Step 3: Query with a vision LLM

from llama_index.multi_modal_llms.openai import OpenAIMultiModal
from llama_index.core import ModalityType
 
# Set up the vision LLM
llm = OpenAIMultiModal(
    model='gpt-4o',
    max_new_tokens=1024,
)
 
# Create a retriever that returns both text and image nodes
retriever = index.as_retriever(
    similarity_top_k=3,             # top 3 text chunks
    image_similarity_top_k=3,        # top 3 images
)
 
query = 'What does the revenue trend chart show for Q3 and Q4?'
nodes = retriever.retrieve(query)
 
# Separate text and image nodes
from llama_index.core.schema import ImageNode
image_nodes = [n for n in nodes if isinstance(n.node, ImageNode)]
text_nodes  = [n for n in nodes if not isinstance(n.node, ImageNode)]
 
print(f'Retrieved {len(text_nodes)} text chunks, {len(image_nodes)} images')
 
# Build prompt with text context + images
context = '\n'.join(n.get_content() for n in text_nodes)
image_urls = [n.node.image_url for n in image_nodes if n.node.image_url]
 
response = llm.complete(
    prompt=f'Context:\n{context}\n\nQuestion: {query}',
    image_documents=[n.node for n in image_nodes],
)
print(response)
 

Using the SimpleMultiModalQueryEngine

For a more integrated experience, use the built-in query engine which handles retrieval and synthesis automatically.

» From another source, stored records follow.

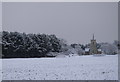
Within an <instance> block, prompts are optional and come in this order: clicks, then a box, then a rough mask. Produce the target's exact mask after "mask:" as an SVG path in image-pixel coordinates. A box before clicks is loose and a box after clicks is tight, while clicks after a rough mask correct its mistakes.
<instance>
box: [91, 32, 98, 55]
mask: <svg viewBox="0 0 120 82" xmlns="http://www.w3.org/2000/svg"><path fill="white" fill-rule="evenodd" d="M97 53H98V50H97V43H96V40H95V39H94V34H93V39H92V40H91V44H90V54H97Z"/></svg>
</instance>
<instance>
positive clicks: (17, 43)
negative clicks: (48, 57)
mask: <svg viewBox="0 0 120 82" xmlns="http://www.w3.org/2000/svg"><path fill="white" fill-rule="evenodd" d="M60 51H61V45H60V40H59V39H58V38H57V37H56V36H55V35H46V34H26V33H19V32H7V31H3V32H2V57H3V58H30V57H32V58H33V57H48V56H47V53H48V52H60Z"/></svg>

from llama_index.core.query_engine import SimpleMultiModalQueryEngine
 
query_engine = index.as_query_engine(
    multi_modal_llm=llm,
    similarity_top_k=3,
    image_similarity_top_k=3,
)
 
response = query_engine.query(
    'Describe the key trends in the revenue chart from Q1 to Q4.'
)
print(response)
 
# Access retrieved source nodes
for node in response.source_nodes:
    if isinstance(node.node, ImageNode):
        print(f'  Image: {node.node.image_url} (score: {node.score:.3f})')
    else:
        print(f'  Text: {node.get_content()[:100]}...')
 

Common pitfalls

Problem Cause Fix
Images not retrieved Images stored but not embedded Ensure image_vector_store is set and populated
Poor image relevance Generic CLIP embeddings on domain-specific charts Add rich metadata (caption, page number, section) to ImageNode
Vision LLM ignores images image_documents not passed to complete() Always pass image_documents explicitly
Slow indexing Converting whole PDF at high DPI Use dpi=100-150; skip non-visual pages
Missing chart data Chart is a vector SVG, not a raster image Export PDFs as high-res JPEG before processing

Adding metadata to images

The single biggest quality improvement for multi-modal RAG is adding descriptive metadata to ImageNode objects. This improves retrieval accuracy significantly.

from llama_index.core.schema import ImageDocument
 
# Load with rich metadata
image_doc = ImageDocument(
    image_path='data/report_images/page_12.jpg',
    metadata={
        'page': 12,
        'section': 'Financial Results',
        'caption': 'Figure 3: Quarterly Revenue by Region, 2023-2024',
        'chart_type': 'bar chart',
    }
)
 
If you have no captions, use a cheap vision LLM call to auto-generate a description for each image at index time. This one-time cost pays back in retrieval quality.